Um livro em especial chamou minha atenção nesta última semana. “Tatuagem, piercing e outras mensagens do corpo”, da jornalista Leusa Araujo, é uma obra diferente. Não porque aborda o comportamento humano, mas porque trata uma prática com mais de cinco mil anos de forma inovadora. Depois de terminar a leitura, algo me intrigou. Incomodou até. Senti motivação para pesquisar sobre a evolução da tatuagem, sobre como um mesmo ato teve seu significado tão mudado num curto espaço de tempo.
Por que a cultura ocidental ainda tem resistência à tatuagem? Mesmo que isto tenha diminuído com as novas gerações, é comum encontrarmos pouca aceitação dos mais antigos. Logo que comecei esta pesquisa, deparei-me com uma questão complicada: a guerra. Que se usasse tatuagem no Egito por motivos religiosos, eu entendo. E é compreensível que os índios de determinadas tribos marcassem uns aos outros para diferenciar os bons guerreiros. Mas quando li sobre as práticas da Segunda Guerra Mundial, senti que eu tinha que mergulhar fundo no assunto.
Dito e feito. A culpa é da guerra. Embora no Brasil normalmente não encontremos resistência tão grande, na grande parte dos países ocidentais é comum que a tatuagem seja tratada como castigo, já que na Alemanha nazista esta prática foi aplicada. Os judeus eram marcados com números, os mesmos carimbados nos bois e nos cavalos. E isto é uma ironia sem tamanho. É engraçado que hoje uma marca que representa a liberdade é justamente a mesma que há 60 anos era o símbolo da tentativa de dominação de uma cultura sobre a outra.
Um corpo tatuado é um corpo exposto. É um corpo que se arrisca, como o de um marinheiro ou de um soldado. Um corpo tatuado é um corpo marcado para sempre, apesar das técnicas de reparação que estão sendo desenvolvidas. E é inegável que um corpo tatuado seja um transmissor de mensagens ou um divulgador de idéias, com a mesma função das roupas e das maquiagens que usamos.

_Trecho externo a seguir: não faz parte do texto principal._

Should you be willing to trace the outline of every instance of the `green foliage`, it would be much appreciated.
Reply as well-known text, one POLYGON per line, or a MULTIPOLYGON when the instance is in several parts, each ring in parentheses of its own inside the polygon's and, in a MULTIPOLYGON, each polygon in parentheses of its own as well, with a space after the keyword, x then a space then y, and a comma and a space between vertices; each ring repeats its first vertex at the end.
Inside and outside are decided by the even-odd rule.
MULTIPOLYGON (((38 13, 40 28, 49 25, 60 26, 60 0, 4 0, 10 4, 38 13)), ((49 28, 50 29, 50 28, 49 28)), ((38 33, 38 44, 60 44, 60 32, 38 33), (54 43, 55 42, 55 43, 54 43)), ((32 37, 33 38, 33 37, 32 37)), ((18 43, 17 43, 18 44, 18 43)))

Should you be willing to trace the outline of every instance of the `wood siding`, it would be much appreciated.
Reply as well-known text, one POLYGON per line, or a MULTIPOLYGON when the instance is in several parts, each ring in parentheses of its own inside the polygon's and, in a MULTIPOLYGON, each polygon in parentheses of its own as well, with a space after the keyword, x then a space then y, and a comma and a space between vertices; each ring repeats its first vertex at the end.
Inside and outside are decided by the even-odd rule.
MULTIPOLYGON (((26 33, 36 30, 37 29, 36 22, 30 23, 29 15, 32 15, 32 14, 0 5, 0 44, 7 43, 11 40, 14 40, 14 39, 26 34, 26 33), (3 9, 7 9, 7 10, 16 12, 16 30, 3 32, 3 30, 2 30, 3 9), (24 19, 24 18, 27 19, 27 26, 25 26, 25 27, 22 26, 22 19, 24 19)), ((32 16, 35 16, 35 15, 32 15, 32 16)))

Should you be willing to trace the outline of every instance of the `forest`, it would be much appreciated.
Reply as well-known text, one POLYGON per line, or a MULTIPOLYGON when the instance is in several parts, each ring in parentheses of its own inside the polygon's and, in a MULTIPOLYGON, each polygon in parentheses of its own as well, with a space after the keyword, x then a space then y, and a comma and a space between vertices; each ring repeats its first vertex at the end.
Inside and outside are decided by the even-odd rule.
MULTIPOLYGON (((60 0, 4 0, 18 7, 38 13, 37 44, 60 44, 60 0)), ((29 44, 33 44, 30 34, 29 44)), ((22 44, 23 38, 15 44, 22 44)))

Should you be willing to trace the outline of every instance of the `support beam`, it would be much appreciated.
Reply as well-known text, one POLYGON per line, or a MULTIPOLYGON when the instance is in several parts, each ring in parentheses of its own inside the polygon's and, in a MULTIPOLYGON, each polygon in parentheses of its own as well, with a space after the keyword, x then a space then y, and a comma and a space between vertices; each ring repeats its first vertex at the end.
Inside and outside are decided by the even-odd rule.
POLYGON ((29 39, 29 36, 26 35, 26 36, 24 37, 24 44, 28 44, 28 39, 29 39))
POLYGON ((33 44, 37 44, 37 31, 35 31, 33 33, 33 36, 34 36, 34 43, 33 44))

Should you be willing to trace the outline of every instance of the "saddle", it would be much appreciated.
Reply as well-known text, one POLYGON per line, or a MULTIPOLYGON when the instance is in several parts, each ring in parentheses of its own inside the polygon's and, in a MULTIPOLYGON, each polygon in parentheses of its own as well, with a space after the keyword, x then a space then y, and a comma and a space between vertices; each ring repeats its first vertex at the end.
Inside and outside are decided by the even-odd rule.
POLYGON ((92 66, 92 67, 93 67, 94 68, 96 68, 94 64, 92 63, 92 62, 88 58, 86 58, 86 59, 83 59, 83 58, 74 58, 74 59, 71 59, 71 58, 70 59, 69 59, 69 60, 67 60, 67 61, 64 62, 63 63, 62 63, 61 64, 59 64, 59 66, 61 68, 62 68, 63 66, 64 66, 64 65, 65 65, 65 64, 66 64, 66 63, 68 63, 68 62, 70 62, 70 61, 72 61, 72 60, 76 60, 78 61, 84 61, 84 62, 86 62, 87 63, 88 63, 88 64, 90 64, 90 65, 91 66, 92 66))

A verdade é que a tatuagem é uma incontestável tentativa de libertação. Todos almejam ser diferentes para a sociedade, mas iguais diante dos seus pares. Se os adeptos desta cultura tiverem consciência de que o mais importante é evoluir internamente e não só se transformar do lado de fora, a tatuagem finalmente terá a oportunidade de se consolidar como uma ação positiva.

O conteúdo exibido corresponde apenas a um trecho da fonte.